Nobody could fail to appreciate Sampras's talent, or the work he puts in to support it. Doing his gym exercises, watching his diet, never touching a drink during a tournament. A more professional pro you couldn't wish to find. But the problems and setbacks that can bring out more of the character in a player - these things had not figured in Sampras's world. Until now, that is, when they have hit home with a vengeance.
With the death of his coach, Tim Gullikson seven weeks ago, Sampras has suffered in a way that goes far beyond the experience of most players. Indeed, all Sampras's performances since halfway through the 1995 Australian Open, when Gullikson collapsed and was diagnosed as having brain cancer, have to be seen against a background of emotional distress that puts the normal run of sporting ups and downs into their proper context.
Sampras and Gullikson, a former world No 18 but best remembered for his doubles partnership with his twin brother Tom, teamed up at the beginning of 1992. They were friends first, coach and player second, and Gullikson's light touch and instinctive understanding were just right for the mellow Sampras as he set about honing his game to a state of near-perfection.
Guided by Gullikson, Sampras rose to be the world No 1 and added four Grand Slam titles - the US Open in 1993, Wimbledon in 1993 and 1994, and the Australian Open in 1994 - to the US Open he had won as a 19-year-old in 1990.
When Gullikson fell ill, the man who took over his role was Paul Annacone, another former doubles specialist and a man whose sensitivity to the circumstances of his arrival on the Sampras scene was one of the main reasons why the transition was almost seamless. Gullikson continued to be consulted, and the idea, to begin with at any rate, was that Annacone would be strictly a stop-gap.

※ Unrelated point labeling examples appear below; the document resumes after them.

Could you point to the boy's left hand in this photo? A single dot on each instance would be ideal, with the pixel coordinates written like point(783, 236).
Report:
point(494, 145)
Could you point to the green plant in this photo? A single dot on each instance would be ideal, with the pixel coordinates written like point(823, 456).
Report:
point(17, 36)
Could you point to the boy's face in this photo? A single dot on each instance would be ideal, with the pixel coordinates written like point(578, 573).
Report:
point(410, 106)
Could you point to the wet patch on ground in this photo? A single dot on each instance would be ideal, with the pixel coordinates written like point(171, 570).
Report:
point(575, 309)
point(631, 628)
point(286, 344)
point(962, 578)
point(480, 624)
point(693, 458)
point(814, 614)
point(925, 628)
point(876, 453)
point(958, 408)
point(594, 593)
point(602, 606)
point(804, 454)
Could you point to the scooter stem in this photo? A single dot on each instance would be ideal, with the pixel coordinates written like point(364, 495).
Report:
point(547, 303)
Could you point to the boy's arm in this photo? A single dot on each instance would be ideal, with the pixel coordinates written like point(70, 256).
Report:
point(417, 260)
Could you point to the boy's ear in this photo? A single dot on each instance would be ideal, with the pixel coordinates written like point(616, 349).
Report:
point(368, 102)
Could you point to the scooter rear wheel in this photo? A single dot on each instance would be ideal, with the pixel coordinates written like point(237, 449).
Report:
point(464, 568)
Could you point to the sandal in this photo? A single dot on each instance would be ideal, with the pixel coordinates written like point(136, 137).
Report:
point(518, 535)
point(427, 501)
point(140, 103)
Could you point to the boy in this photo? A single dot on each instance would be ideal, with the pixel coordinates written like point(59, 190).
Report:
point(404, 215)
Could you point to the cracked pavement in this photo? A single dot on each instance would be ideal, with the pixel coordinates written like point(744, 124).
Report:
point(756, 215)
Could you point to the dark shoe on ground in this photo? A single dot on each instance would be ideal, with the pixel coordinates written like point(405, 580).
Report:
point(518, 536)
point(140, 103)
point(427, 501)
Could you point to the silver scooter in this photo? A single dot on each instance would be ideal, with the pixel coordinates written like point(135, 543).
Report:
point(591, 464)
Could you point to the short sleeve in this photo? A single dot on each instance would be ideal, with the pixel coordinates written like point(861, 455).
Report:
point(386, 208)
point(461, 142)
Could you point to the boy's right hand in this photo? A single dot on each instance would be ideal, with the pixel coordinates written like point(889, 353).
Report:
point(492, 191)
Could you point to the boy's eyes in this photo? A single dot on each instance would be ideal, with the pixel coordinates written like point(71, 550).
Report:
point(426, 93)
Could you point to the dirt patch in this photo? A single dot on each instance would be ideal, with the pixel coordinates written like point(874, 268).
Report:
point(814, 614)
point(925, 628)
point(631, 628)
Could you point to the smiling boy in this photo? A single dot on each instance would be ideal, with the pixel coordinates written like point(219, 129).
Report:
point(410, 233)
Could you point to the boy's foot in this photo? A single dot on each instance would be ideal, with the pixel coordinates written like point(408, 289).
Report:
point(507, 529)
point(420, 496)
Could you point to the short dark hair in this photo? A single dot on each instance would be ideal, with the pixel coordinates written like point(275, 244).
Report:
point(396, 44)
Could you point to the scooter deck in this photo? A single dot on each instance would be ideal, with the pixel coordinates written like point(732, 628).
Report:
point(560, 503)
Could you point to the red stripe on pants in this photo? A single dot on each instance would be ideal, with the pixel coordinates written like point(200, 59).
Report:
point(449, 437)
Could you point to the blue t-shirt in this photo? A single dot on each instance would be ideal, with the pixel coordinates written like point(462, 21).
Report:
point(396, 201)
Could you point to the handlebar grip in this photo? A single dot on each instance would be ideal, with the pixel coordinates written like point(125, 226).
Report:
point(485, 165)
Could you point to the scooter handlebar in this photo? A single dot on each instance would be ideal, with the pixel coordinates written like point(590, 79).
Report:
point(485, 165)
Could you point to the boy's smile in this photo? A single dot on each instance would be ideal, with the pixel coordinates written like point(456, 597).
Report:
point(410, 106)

Gullikson made some progress towards recovery, and was well enough to work alongside Sampras in an unofficial capacity during the United States' Davis Cup tie with Sweden towards the end of last year. But his condition deteriorated and he died on 3 May at his home in Wheaton, a suburb of Chicago. He was 44.
"For Pete and for everybody who was close to Tim there's always going to be a void there now," Annacone said during the French Open earlier this month. "But I think it keeps things in perspective and makes you realise, yes, this is your job, this is what you do, it's the limelight, it's the spotlight, but there are some things that are more important than that.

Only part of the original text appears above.